After considering the record, the circuit court's summary judgment order, and the arguments of counsel, this Court concludes under the facts and circumstances of this case, there was no error in the circuit court's entry of summary judgment. Accordingly, we affirm.
Affirmed.
Margaret L. Workman, Chief Justice, Robin Jean Davis, Brent D. Benjamin, Thomas E. McHugh, Justices, Concur.
Menis E. Ketchum, Justice, Dissent.
[1] While none of the parties state in their briefs what respondent Swain's relationship was to the decedent, there are statements in the record that reflect that Swain worked for the decedent and was his "live-in girlfriend."
[2] The record contains deposition transcripts which reflect that respondent Freshwater was "like a son" to the decedent.
[3] While there is some argument as to whether there had been a diligent search for the original pages two and three of the 1996 Will by respondent Swain, this Court does not disagree with the circuit court's finding that there was a diligent search and that the Will was lost at a time that could not be determined by the circuit court.
[4] On July 30, 2010, the circuit court granted a sixty-day stay of its ruling conditioned upon petitioners Jackson and Osborne posting a $50,000 bond.
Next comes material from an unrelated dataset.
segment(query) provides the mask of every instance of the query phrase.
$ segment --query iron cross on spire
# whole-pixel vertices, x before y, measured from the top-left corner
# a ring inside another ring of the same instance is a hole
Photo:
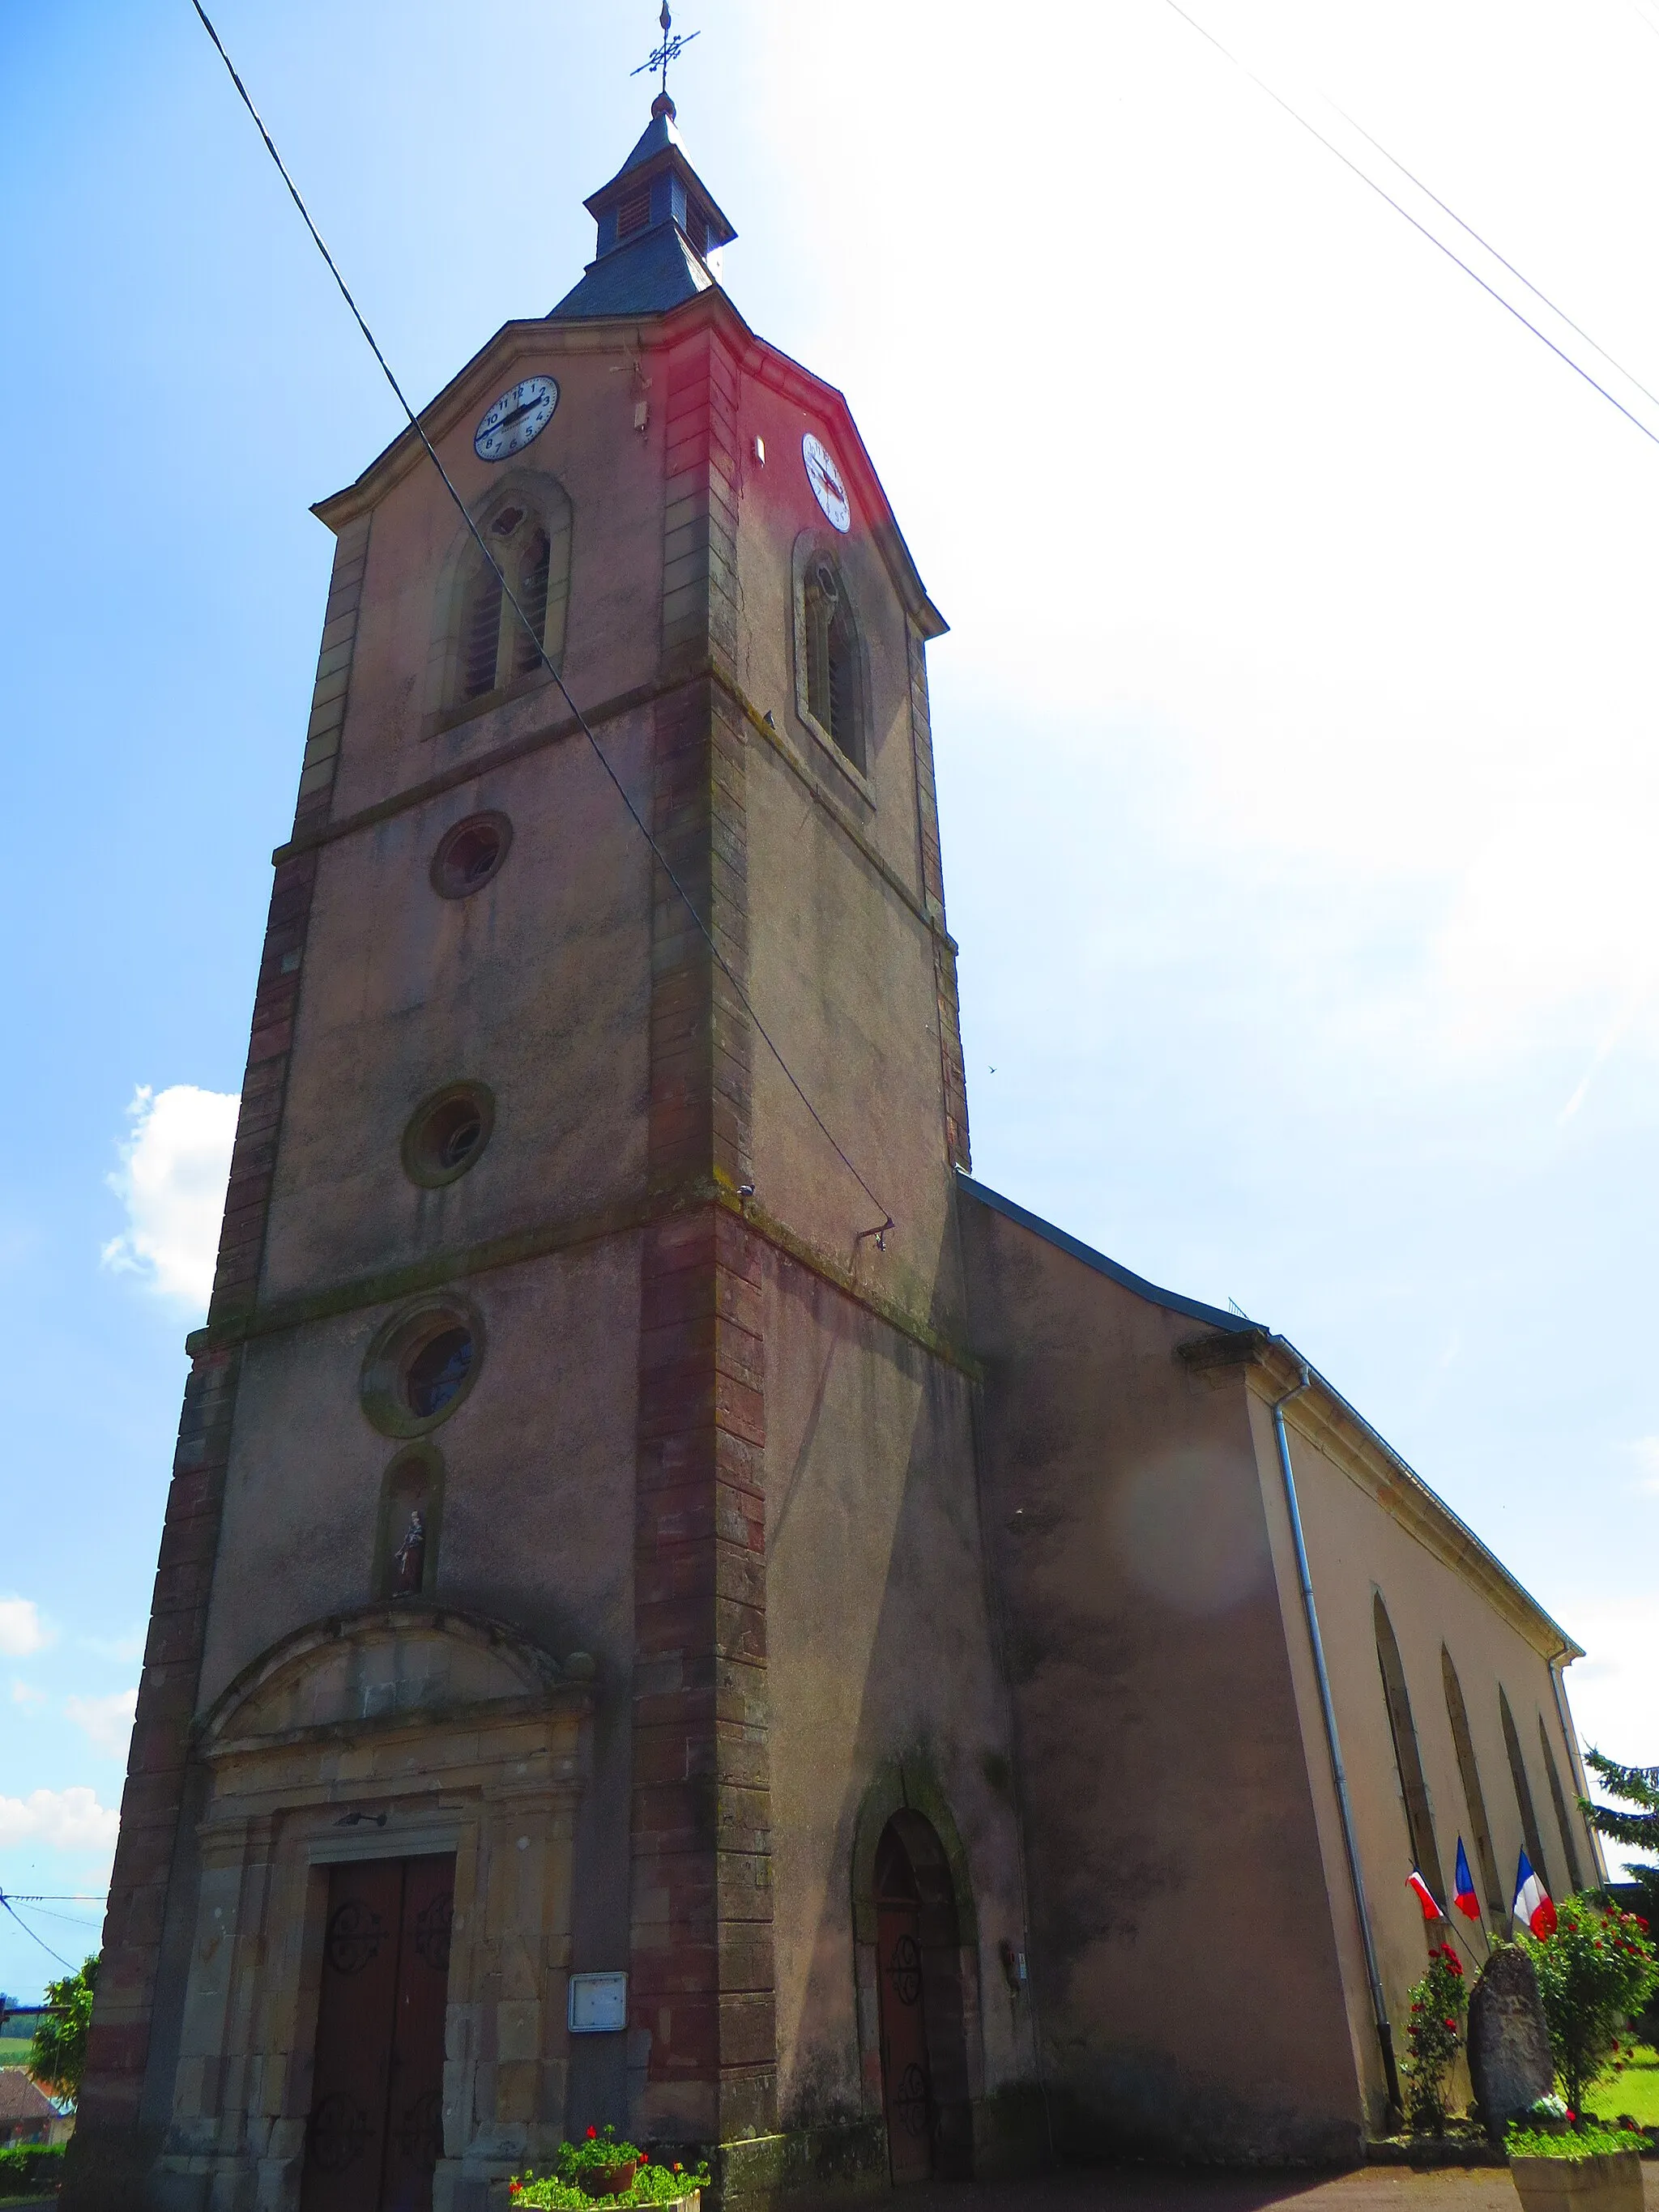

They did not do so and, on July 9, 2010, respondent Swain filed the 1996 Will for probate. It appears that respondent Swain has acted as executrix since that time and she states that an appraisement of the estate was filed on October 18, 2010.
[5] West Virginia Code §41-1-6 (revocation by divorce) and §41-1-7 (revocation by "cutting, tearing, burning, obliterating, canceling or destroying").